Both authors agreed that real-life crimes inspired their fiction, and both admitted they could never dream up stories as rich and compelling as those that prompted their latest novels. For Wicked City, Atkins researched Phenix City, Alabama, a vice-ridden town that made national headlines in the 1950s. His noir-style novel captures the heated feud between local citizens and the gangsters who overran the town. (Read more in this interview.) Clark's novel, The Legal Limit, is a riveting tale of an attorney whose judgment is swayed by a long-buried family secret, and through this story, also inspired by true events, Clark hopes to make readers reconsider the blurry line between law and justice. (He expounds on this in an interview at his publisher's website.)
Feeling dirty and sober, we all headed over to the Blue Parrot Cafe for some sanctifying blues courtesy of the Revelators, who consisted of Duff Dorrough, Bobby Harris and Carl Massengale.
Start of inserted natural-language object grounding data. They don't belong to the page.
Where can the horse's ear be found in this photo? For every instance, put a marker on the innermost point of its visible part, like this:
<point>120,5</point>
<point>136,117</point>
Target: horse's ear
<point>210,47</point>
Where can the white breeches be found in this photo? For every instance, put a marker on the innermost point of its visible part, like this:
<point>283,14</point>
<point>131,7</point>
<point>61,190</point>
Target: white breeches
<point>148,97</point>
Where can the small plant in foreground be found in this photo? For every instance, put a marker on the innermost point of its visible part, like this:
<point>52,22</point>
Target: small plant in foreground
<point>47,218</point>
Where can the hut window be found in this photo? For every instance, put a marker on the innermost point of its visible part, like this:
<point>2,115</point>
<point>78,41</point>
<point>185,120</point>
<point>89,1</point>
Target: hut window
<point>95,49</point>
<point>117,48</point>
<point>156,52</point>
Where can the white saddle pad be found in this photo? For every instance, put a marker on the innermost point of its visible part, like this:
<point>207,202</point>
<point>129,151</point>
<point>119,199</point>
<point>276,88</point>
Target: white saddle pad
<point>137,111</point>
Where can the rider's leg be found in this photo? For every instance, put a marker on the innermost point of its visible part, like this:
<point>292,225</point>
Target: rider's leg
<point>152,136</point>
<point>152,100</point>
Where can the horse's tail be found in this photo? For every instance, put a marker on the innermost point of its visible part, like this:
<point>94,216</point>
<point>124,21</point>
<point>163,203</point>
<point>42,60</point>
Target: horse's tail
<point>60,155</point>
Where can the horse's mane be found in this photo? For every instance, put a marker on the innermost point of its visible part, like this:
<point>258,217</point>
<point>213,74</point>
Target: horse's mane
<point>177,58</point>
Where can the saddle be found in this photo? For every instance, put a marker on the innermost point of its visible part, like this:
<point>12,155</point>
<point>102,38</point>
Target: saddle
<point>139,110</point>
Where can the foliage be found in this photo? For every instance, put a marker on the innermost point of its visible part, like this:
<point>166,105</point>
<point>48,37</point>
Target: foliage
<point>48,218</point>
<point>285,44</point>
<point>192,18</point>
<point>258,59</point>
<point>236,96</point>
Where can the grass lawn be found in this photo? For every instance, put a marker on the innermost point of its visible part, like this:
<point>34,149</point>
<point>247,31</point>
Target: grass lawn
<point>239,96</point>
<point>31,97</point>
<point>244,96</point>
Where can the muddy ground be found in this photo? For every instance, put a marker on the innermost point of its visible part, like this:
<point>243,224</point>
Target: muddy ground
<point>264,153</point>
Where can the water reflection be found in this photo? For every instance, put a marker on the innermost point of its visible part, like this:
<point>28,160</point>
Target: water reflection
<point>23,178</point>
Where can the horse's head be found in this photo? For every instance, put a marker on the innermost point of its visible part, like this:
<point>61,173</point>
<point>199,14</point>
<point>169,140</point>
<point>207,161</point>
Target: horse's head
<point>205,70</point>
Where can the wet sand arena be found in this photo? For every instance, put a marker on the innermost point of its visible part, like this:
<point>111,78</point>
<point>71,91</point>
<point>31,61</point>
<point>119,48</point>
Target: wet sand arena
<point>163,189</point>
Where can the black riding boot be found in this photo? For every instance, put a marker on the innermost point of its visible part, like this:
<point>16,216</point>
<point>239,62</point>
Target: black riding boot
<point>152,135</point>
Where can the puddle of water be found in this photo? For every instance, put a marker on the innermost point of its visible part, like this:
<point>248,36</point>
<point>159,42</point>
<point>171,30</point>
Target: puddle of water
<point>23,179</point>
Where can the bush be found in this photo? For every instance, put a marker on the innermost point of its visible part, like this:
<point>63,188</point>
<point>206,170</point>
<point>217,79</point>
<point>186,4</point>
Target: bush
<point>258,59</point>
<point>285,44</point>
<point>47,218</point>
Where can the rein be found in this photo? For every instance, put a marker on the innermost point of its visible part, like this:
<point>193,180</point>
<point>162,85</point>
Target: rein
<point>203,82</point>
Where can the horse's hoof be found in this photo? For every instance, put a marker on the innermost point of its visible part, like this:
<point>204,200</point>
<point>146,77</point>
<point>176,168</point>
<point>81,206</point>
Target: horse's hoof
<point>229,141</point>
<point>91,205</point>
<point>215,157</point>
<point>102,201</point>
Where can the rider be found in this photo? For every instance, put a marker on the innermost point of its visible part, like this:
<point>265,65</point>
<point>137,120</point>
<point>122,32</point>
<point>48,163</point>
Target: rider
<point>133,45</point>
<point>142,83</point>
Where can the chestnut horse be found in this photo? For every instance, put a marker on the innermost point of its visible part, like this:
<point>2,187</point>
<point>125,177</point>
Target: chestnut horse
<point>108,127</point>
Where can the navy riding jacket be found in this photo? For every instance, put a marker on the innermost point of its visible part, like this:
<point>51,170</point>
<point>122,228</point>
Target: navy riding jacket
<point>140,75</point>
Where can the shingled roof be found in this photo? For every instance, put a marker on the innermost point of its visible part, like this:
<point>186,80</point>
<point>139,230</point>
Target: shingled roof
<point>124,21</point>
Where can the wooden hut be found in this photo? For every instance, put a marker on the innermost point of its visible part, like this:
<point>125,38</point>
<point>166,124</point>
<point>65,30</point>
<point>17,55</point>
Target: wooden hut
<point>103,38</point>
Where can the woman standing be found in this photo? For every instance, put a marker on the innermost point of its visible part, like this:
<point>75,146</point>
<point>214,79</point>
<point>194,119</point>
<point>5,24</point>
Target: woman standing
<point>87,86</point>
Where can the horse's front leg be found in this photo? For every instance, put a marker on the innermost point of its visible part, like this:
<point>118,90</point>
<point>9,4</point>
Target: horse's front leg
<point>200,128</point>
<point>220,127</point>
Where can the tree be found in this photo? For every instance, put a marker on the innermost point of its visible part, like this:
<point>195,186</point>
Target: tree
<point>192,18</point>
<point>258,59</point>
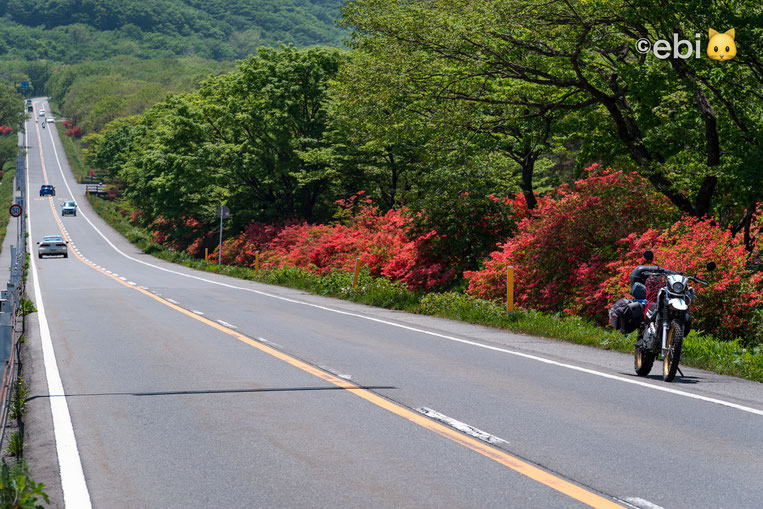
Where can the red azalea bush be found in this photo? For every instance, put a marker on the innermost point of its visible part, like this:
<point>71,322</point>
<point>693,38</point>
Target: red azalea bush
<point>181,235</point>
<point>561,253</point>
<point>383,242</point>
<point>724,307</point>
<point>74,131</point>
<point>369,235</point>
<point>455,235</point>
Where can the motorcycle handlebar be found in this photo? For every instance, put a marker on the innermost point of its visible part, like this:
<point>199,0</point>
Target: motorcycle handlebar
<point>661,272</point>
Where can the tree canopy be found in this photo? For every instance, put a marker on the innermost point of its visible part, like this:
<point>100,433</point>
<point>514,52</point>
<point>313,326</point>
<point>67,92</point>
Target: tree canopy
<point>76,30</point>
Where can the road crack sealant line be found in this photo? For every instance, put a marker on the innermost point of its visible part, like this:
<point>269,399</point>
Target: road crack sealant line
<point>73,484</point>
<point>498,455</point>
<point>544,360</point>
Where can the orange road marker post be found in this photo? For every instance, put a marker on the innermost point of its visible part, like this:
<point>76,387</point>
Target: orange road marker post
<point>355,276</point>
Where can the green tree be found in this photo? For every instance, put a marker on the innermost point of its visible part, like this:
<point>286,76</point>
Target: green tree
<point>686,125</point>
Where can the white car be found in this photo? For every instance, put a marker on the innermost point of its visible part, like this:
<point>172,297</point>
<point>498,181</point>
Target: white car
<point>52,245</point>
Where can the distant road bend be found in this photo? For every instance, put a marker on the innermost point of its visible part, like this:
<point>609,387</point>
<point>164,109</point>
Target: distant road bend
<point>170,387</point>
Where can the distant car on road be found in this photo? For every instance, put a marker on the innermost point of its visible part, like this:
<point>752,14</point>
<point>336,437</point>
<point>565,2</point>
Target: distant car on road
<point>69,208</point>
<point>52,245</point>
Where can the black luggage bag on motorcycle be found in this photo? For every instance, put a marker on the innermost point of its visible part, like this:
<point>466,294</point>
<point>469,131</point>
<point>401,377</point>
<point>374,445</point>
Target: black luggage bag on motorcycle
<point>626,315</point>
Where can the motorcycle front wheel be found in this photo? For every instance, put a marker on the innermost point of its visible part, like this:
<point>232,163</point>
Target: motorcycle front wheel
<point>672,355</point>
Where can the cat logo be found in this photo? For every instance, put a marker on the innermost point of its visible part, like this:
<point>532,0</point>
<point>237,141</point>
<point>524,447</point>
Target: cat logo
<point>721,46</point>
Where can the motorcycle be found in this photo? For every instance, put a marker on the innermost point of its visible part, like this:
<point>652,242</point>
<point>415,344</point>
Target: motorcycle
<point>667,296</point>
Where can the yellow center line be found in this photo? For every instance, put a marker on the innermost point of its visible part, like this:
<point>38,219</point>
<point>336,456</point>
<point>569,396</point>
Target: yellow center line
<point>495,454</point>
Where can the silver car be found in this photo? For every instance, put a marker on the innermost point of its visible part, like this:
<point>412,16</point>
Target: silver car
<point>69,208</point>
<point>52,245</point>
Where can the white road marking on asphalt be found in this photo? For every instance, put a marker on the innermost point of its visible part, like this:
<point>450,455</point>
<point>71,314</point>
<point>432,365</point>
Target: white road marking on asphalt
<point>73,482</point>
<point>641,503</point>
<point>640,383</point>
<point>271,343</point>
<point>461,426</point>
<point>336,373</point>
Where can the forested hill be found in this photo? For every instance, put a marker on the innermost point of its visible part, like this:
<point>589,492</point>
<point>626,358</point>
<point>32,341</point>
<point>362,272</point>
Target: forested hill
<point>76,30</point>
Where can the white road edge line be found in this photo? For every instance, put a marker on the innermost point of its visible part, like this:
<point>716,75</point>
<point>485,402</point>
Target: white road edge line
<point>336,373</point>
<point>73,481</point>
<point>462,426</point>
<point>640,383</point>
<point>641,503</point>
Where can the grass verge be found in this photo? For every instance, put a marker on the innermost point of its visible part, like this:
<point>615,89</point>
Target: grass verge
<point>6,197</point>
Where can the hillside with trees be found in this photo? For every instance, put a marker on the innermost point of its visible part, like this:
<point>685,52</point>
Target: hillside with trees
<point>76,30</point>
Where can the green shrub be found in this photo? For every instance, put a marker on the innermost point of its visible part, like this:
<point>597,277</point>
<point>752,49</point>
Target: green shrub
<point>18,490</point>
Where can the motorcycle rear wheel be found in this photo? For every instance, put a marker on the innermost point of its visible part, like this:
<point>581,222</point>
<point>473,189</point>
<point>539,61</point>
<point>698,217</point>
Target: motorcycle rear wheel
<point>674,346</point>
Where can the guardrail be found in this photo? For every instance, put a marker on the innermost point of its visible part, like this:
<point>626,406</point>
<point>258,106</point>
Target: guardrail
<point>11,313</point>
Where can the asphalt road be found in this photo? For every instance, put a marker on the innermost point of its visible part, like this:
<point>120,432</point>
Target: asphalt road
<point>187,389</point>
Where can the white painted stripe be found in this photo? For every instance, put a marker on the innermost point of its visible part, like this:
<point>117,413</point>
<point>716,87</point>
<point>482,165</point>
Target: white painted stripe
<point>461,426</point>
<point>640,383</point>
<point>641,503</point>
<point>73,481</point>
<point>336,373</point>
<point>271,343</point>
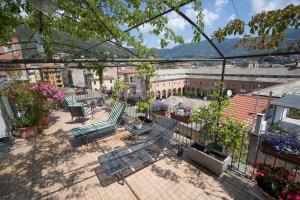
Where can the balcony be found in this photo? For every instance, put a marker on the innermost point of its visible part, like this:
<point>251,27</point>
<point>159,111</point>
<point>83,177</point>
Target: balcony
<point>56,165</point>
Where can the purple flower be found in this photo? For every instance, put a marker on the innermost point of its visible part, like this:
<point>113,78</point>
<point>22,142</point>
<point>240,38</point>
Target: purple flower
<point>282,142</point>
<point>159,106</point>
<point>122,95</point>
<point>183,110</point>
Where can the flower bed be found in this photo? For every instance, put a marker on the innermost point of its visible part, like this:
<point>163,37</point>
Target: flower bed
<point>160,108</point>
<point>276,183</point>
<point>282,146</point>
<point>181,113</point>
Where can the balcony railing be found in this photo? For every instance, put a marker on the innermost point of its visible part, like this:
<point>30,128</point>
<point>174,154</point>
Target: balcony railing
<point>243,157</point>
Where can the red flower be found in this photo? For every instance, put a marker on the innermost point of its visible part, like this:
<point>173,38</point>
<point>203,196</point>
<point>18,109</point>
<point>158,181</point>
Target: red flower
<point>277,178</point>
<point>297,196</point>
<point>259,173</point>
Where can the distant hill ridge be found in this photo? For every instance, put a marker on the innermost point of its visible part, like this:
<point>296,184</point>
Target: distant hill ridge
<point>204,49</point>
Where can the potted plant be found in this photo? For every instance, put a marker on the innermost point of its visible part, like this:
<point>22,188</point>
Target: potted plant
<point>144,107</point>
<point>25,126</point>
<point>137,123</point>
<point>160,108</point>
<point>292,191</point>
<point>132,99</point>
<point>122,96</point>
<point>221,136</point>
<point>51,97</point>
<point>28,105</point>
<point>281,145</point>
<point>275,183</point>
<point>182,113</point>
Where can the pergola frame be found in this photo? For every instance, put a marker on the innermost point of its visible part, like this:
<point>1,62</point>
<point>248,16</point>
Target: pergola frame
<point>221,57</point>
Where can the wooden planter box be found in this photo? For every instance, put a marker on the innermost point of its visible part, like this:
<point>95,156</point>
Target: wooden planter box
<point>181,118</point>
<point>267,149</point>
<point>28,132</point>
<point>163,113</point>
<point>217,166</point>
<point>131,102</point>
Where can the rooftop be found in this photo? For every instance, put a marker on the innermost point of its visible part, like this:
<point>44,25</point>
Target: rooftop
<point>243,108</point>
<point>292,87</point>
<point>283,74</point>
<point>54,166</point>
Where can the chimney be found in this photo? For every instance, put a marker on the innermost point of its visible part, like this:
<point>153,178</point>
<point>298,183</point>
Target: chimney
<point>259,125</point>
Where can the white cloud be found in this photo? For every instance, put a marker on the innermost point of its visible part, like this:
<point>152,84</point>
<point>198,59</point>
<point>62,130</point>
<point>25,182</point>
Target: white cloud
<point>220,3</point>
<point>209,17</point>
<point>175,22</point>
<point>146,28</point>
<point>266,5</point>
<point>231,17</point>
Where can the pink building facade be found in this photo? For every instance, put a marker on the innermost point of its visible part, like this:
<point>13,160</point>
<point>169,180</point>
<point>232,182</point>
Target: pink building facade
<point>203,87</point>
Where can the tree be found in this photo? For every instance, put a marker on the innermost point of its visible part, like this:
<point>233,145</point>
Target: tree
<point>266,29</point>
<point>90,19</point>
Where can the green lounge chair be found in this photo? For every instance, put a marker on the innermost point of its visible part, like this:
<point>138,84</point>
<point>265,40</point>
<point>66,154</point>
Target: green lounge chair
<point>136,155</point>
<point>76,108</point>
<point>101,127</point>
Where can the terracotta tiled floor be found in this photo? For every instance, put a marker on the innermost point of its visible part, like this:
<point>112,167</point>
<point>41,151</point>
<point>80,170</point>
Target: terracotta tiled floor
<point>55,166</point>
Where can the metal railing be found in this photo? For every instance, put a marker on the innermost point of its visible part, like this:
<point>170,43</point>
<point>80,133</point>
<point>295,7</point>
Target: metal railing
<point>249,152</point>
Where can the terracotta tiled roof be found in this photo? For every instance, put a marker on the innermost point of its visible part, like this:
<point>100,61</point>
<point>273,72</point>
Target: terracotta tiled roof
<point>50,65</point>
<point>242,107</point>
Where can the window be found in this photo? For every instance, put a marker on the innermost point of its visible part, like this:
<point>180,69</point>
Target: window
<point>8,48</point>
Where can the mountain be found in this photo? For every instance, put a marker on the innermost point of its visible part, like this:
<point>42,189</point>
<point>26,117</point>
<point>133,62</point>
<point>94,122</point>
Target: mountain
<point>62,42</point>
<point>204,49</point>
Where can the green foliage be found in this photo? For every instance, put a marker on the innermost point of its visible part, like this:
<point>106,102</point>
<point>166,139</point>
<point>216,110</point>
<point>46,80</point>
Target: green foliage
<point>89,19</point>
<point>146,71</point>
<point>28,102</point>
<point>269,26</point>
<point>227,133</point>
<point>117,89</point>
<point>231,135</point>
<point>275,128</point>
<point>22,122</point>
<point>144,105</point>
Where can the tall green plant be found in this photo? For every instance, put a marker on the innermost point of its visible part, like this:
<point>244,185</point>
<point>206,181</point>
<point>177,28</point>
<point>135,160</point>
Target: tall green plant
<point>117,89</point>
<point>222,131</point>
<point>146,71</point>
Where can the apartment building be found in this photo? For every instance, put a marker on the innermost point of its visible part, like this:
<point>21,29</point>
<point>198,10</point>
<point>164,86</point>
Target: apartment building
<point>52,76</point>
<point>202,80</point>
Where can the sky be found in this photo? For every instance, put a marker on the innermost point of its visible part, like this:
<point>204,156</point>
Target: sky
<point>216,14</point>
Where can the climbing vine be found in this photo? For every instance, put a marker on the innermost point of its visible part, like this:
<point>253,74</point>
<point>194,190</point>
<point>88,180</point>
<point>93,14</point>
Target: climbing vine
<point>266,29</point>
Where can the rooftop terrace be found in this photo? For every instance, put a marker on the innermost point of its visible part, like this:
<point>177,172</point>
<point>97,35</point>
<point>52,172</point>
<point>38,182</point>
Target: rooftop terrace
<point>54,165</point>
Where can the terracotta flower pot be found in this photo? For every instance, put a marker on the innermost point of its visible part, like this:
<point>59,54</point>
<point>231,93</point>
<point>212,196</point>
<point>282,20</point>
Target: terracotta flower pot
<point>28,132</point>
<point>163,113</point>
<point>180,118</point>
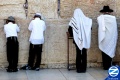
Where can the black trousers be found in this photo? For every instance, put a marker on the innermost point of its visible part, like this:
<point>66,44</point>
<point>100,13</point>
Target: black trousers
<point>12,52</point>
<point>81,59</point>
<point>35,52</point>
<point>107,61</point>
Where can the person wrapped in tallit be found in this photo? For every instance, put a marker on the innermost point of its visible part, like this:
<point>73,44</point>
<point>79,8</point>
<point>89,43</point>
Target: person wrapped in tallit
<point>81,26</point>
<point>107,36</point>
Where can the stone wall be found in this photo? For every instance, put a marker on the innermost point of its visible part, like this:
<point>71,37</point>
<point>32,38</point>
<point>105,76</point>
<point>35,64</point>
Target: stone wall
<point>55,48</point>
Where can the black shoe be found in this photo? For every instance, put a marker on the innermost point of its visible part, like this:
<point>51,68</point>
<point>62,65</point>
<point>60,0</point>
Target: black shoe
<point>35,68</point>
<point>81,71</point>
<point>26,67</point>
<point>9,70</point>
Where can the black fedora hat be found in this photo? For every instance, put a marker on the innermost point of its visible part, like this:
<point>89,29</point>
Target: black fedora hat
<point>106,9</point>
<point>11,18</point>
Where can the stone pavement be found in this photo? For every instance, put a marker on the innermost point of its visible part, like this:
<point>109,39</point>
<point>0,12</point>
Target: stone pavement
<point>54,74</point>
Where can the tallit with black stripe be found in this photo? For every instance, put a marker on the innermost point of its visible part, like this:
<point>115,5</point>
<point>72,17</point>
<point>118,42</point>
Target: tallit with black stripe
<point>81,26</point>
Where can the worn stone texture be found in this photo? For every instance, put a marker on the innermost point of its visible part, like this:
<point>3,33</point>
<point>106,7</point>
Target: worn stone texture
<point>55,47</point>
Among the audience members was Tom Rankin, a filmmaker, photographer and folklorist at Duke University who was traveling with Duff and taking photographs of the Delta. He explained the genesis of the Revelators, which originated not on someone's backporch one sweaty night, as expected, but surprisingly at the Smithsonian Institute. They had asked Rankin to recommend the best all-white gospel group in the Delta. Having heard Duff and a few friends perform at the funeral of Mississippi musical icon Charley Jacobs, Rankin recommended Duff, who put together a full band but came down sick when it was time to play in D.C.
The group has performed in many incarnations throughout the years, but it was refreshing to see this variation, with Bobby Harris (center), a powerful singer from Drew, Mississippi, who sang with the conviction of a thankful man snatched from damnation. Massengale, from south Mississippi, is a walking repository of gospel knowledge with a heavenly voice. He seemed incapable of rest, playing off to the side while the band took a ten-minute break. And then there's Duff, who can pull some of the sweetest notes you've ever heard from his guitar and can sound like Elvis if he'd been humbled and came back home to Mississippi. Topping it off were the shrimp hushpuppies by Regina LaVere, such a heavenly taste on this, a fine night to be redeemed.